Lowe was named AL Player of the Week by MLB.com after hitting .448 with four home runs during the second week of August. He finished the season hitting .269/.362/.554 with 14 home runs and 37 RBI during the shortened 60-game season. Lowe was named team MVP by the Tampa Bay members of the Baseball Writers' Association of America. The Rays finished the year with the best record in the American League. In the playoffs, Lowe struggled mightily, going 6-for-56 with one home run through the first game of the World Series. Despite his slump, Lowe never batted lower than the third spot in the batting order. In Game 2 of the World Series against the Los Angeles Dodgers, Lowe broke out of his slump, hitting two home runs. His second home run set a record for most home runs by a team in the postseason. He became the first Ray and the 6th-second baseman to hit two home runs in a World Series game.

==== 2021: 39 home run season====
Lowe entered the 2021 season as the Rays’ starting second baseman. Lowe was named the AL Player of the Week for the week of May 17–23 after batting .437 with three home runs and seven RBI. On October 2, 2021, Lowe hit three home runs against the New York Yankees. He finished the season hitting .247/.340/.523 with 39 home runs and 99 RBI in 149 games, while coming in 10th in American League MVP voting.

==== 2022: Injury plagued season ====
Lowe began the 2022 season starting off slow, ending the month of April batting .177 with three home runs and eight RBI. On May 16, Lowe was placed on the 10-day injured list due to lower-back issues.

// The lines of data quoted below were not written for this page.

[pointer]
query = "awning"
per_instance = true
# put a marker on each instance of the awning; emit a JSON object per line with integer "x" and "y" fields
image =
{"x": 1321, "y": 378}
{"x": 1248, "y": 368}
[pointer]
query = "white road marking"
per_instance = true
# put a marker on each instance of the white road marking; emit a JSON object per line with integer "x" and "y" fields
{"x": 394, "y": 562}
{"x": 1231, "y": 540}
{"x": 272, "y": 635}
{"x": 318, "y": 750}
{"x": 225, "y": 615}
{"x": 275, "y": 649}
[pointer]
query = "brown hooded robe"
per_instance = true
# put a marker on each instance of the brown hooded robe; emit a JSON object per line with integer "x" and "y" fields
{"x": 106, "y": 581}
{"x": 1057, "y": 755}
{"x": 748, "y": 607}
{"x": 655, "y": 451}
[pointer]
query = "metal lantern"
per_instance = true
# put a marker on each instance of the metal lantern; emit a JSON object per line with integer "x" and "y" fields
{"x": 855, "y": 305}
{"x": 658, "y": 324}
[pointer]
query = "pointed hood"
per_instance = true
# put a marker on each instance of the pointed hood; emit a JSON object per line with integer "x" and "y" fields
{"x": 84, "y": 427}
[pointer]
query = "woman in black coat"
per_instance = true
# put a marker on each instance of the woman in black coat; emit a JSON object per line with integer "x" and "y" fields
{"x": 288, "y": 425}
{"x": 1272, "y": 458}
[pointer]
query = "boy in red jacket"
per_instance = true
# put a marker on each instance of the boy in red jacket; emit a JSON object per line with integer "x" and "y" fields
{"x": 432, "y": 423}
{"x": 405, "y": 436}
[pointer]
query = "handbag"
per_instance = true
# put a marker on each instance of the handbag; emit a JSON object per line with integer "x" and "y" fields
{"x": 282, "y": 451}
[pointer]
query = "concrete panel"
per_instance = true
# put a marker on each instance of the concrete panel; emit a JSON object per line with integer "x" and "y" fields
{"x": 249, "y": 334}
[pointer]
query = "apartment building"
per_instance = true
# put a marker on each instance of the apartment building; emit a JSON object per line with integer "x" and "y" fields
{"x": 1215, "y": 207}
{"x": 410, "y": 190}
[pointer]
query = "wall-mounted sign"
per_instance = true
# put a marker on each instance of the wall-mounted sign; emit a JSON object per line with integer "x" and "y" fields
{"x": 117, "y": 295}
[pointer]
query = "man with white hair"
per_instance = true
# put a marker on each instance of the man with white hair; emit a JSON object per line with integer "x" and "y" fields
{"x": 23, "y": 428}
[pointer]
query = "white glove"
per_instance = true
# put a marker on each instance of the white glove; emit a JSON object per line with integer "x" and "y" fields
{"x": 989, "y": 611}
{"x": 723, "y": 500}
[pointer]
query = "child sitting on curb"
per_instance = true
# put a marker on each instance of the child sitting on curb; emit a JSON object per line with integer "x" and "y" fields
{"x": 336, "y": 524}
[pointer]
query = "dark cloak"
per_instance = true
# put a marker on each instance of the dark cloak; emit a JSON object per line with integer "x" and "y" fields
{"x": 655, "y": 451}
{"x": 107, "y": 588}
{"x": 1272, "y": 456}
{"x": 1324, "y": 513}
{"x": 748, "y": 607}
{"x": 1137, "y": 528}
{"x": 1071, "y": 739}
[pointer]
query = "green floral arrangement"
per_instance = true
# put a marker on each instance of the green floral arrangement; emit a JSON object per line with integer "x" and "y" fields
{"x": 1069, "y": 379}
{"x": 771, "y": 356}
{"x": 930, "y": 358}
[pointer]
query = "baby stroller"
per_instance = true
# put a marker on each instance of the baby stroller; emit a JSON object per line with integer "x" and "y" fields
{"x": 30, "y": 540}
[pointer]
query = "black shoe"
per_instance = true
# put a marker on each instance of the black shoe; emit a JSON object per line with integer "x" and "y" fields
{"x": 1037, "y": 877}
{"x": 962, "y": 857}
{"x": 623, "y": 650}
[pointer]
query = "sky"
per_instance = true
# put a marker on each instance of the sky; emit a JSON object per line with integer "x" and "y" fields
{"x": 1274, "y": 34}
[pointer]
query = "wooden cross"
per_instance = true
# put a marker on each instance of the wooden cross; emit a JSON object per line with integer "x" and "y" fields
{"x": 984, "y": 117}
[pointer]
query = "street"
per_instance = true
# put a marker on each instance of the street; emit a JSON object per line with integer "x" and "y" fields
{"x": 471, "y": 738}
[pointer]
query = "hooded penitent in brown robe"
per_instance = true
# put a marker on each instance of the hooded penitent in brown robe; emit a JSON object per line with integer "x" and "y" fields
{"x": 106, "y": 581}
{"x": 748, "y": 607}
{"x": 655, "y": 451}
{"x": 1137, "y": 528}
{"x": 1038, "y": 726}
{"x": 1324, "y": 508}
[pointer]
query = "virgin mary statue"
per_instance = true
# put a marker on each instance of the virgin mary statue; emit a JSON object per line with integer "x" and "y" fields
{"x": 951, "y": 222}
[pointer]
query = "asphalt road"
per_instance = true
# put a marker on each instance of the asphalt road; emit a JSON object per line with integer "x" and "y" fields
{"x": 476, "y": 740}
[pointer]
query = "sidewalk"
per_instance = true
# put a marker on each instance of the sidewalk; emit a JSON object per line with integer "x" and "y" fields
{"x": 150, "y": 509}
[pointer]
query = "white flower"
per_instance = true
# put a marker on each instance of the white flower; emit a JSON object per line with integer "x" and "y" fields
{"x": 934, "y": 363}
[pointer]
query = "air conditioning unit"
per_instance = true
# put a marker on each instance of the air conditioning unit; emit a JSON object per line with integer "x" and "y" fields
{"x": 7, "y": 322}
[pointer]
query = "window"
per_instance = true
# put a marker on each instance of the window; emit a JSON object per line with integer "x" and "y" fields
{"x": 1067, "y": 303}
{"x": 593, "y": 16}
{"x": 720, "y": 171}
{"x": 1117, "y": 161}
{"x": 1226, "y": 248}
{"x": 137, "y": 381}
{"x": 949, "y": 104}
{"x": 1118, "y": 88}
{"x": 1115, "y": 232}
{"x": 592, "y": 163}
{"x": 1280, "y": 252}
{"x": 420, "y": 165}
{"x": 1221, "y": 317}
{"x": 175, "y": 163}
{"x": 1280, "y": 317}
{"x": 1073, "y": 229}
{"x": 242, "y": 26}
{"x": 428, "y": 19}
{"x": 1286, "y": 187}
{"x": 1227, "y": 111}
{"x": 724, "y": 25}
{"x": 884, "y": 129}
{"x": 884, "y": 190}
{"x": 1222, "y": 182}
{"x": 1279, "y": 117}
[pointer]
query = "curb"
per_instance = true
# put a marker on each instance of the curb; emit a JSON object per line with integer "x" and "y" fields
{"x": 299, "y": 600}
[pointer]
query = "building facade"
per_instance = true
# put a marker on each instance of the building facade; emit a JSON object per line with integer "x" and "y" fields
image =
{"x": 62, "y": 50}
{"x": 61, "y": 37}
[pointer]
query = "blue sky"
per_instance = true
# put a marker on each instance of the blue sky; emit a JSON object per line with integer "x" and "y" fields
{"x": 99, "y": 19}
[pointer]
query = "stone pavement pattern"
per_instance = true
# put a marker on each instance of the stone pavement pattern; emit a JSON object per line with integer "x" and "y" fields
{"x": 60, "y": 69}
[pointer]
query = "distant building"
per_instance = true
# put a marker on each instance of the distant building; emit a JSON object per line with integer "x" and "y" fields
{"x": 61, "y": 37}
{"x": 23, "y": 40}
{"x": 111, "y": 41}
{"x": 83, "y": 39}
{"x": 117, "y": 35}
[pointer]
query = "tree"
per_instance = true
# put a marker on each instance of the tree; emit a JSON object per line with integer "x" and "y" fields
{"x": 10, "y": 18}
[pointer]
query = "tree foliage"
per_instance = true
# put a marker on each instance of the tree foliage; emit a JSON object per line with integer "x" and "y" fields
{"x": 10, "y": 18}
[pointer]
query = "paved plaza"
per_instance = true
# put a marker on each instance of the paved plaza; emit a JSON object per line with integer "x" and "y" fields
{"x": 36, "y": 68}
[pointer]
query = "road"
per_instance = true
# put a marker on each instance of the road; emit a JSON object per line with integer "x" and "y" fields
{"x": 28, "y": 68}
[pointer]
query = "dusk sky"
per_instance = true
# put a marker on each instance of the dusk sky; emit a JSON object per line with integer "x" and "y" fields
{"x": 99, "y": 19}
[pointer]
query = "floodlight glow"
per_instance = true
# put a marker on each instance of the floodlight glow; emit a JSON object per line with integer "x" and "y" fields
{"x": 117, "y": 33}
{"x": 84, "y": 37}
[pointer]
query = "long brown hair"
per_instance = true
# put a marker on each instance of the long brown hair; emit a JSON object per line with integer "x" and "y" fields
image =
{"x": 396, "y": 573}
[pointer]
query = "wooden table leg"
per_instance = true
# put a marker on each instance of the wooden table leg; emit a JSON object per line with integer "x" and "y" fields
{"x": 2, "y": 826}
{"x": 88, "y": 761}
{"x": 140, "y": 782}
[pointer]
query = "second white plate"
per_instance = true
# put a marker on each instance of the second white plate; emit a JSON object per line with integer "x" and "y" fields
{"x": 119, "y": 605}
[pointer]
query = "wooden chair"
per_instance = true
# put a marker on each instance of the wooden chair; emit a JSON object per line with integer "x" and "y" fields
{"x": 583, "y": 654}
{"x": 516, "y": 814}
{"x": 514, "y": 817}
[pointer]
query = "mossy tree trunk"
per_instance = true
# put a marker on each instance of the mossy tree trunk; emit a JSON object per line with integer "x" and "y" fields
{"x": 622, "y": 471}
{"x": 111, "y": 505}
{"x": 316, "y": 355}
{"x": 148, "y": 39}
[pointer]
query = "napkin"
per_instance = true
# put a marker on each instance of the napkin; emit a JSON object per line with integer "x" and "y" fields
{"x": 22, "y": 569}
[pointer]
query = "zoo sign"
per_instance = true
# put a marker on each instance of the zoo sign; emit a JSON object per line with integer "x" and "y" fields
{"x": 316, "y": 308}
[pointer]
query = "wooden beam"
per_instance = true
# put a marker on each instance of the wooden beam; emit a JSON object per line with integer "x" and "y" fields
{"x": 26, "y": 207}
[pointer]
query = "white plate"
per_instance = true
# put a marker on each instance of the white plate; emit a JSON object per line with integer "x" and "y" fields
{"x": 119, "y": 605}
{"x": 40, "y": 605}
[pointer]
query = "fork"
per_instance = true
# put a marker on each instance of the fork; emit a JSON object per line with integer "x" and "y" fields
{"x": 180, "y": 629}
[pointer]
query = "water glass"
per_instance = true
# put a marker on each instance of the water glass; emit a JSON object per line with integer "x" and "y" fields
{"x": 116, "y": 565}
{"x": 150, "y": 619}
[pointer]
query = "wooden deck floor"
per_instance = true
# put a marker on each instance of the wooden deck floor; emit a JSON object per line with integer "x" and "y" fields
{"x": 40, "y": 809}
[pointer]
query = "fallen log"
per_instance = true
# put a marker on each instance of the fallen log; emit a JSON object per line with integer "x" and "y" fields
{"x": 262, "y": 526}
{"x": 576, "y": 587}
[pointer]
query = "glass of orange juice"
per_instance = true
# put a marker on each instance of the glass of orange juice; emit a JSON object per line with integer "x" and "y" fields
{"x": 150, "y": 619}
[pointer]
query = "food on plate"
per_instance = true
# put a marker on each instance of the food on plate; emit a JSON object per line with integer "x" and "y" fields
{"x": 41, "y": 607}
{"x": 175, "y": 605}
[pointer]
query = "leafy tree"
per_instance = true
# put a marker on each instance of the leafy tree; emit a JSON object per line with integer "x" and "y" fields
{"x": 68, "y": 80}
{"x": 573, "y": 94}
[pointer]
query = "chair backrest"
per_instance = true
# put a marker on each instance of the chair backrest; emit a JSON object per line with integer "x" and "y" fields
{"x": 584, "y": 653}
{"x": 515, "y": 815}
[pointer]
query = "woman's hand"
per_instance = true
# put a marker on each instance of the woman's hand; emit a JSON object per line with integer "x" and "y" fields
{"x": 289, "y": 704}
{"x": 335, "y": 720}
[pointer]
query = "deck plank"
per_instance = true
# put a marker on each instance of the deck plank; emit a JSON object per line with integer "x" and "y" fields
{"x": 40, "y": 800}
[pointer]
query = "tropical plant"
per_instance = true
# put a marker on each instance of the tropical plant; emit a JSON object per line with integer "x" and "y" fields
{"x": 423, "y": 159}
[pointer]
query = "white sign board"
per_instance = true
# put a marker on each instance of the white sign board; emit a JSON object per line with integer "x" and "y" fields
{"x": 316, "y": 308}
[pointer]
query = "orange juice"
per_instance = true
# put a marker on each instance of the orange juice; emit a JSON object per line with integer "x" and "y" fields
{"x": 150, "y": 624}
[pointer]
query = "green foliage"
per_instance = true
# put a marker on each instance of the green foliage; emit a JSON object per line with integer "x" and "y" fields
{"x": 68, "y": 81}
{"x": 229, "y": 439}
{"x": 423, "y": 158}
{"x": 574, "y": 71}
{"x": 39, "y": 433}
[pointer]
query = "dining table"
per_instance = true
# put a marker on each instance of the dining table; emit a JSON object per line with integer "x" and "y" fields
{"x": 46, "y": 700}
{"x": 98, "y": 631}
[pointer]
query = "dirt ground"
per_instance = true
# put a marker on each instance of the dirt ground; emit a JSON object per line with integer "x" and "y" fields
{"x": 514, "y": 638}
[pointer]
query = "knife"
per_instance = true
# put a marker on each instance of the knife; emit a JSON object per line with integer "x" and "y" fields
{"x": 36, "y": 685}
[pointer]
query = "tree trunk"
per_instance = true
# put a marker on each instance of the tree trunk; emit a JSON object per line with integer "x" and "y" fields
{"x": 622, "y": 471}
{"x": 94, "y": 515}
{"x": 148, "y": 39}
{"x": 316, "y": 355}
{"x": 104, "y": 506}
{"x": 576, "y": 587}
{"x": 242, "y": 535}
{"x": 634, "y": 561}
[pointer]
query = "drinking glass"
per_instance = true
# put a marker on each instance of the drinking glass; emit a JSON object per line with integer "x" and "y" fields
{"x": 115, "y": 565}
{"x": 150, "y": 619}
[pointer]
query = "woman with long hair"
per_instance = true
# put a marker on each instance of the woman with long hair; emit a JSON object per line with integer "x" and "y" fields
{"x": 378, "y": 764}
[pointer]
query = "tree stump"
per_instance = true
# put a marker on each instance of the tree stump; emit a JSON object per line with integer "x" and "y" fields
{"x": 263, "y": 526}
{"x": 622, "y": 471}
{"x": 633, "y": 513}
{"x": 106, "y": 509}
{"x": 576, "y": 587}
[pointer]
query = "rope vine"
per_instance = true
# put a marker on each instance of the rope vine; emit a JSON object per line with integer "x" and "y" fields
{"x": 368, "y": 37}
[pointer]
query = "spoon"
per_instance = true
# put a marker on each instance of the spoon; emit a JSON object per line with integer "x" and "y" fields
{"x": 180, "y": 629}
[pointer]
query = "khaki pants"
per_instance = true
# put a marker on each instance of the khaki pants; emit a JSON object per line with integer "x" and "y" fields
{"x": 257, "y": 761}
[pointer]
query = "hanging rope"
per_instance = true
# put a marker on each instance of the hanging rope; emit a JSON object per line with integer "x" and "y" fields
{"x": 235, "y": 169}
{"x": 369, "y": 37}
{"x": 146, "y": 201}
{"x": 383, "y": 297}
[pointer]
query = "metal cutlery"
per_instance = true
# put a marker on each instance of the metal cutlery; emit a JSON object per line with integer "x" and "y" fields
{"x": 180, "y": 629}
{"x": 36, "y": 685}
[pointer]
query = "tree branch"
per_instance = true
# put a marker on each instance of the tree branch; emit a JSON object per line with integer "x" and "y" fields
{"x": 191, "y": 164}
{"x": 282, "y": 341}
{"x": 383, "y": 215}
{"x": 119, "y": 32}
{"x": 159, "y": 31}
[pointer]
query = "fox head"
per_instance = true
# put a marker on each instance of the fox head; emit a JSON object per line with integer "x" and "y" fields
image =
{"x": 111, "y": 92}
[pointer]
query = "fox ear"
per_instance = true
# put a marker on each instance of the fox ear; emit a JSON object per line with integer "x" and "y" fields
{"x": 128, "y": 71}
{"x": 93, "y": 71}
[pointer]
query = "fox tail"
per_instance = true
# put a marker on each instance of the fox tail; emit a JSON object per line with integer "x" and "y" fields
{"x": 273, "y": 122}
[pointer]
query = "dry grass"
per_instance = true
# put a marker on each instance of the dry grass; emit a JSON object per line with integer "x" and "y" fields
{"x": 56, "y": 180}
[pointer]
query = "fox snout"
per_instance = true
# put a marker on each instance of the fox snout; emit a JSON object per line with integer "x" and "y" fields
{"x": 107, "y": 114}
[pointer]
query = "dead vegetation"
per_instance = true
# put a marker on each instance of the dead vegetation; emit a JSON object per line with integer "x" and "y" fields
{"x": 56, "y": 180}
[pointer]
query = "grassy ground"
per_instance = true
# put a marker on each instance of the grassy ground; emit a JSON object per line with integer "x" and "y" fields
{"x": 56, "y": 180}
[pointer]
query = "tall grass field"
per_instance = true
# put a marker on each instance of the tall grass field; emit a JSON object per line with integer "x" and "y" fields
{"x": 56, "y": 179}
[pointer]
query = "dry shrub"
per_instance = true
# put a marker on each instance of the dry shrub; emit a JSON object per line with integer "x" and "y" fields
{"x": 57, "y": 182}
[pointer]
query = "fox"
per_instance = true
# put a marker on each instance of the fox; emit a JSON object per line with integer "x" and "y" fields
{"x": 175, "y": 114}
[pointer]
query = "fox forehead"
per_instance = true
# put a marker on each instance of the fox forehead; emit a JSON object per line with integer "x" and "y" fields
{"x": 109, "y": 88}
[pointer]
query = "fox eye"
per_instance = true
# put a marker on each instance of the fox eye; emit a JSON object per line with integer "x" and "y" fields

On July 5, Lowe was transferred to the 60-day IL. On July 16, Lowe was activated off of the 60-day IL. Lowe ended the month of July hitting .340 with three home runs and seven RBI. On August 31, Lowe was placed on the 10-day IL with a right triceps contusion. He was activated September 7. On September 13, Lowe was again placed on the 10-day IL with lower-back discomfort. Lowe finished the season playing in only 65 games and hitting eight home runs.

==== 2023 ====
In 2023, Lowe was an Opening Day starter for the fourth consecutive year. On April 21, Lowe hit a two-run walk-off home run against Reynaldo Lopez of the Chicago White Sox. On June 5, Lowe was placed on the 10-day IL for lower-back inflammation. He was reactivated on July 4. On August 16, Lowe hit his 100th career home run. He became the fastest primary second baseman to hit 100 home runs, doing so in 477 games. This also moved him into 7th all time in Rays franchise home runs, passing Fred McGriff. On August 23, Lowe hit a walk-off single in the 10th inning against Brent Suter of the Colorado Rockies. On September 5, he hit a three-run walk-off home run in the 11th inning against Kenley Jansen of the Boston Red Sox. On September 21, Lowe exited a game against the Los Angeles Angels after he fouled a Griffin Canning pitch hard into his knee. The next day, it was announced that Lowe would be out 4–6 weeks after suffering a fractured right kneecap. The injury ended his season, in which he played in 109 games and batted .231/.328/.443 with 21 home runs and 68 RBI.

====2024–25====
Lowe split time between second base, first base, and designated hitter throughout the 2024 season. In 107 appearances for the Rays, he slashed .244/.311/.473 with 21 home runs and 58 RBI.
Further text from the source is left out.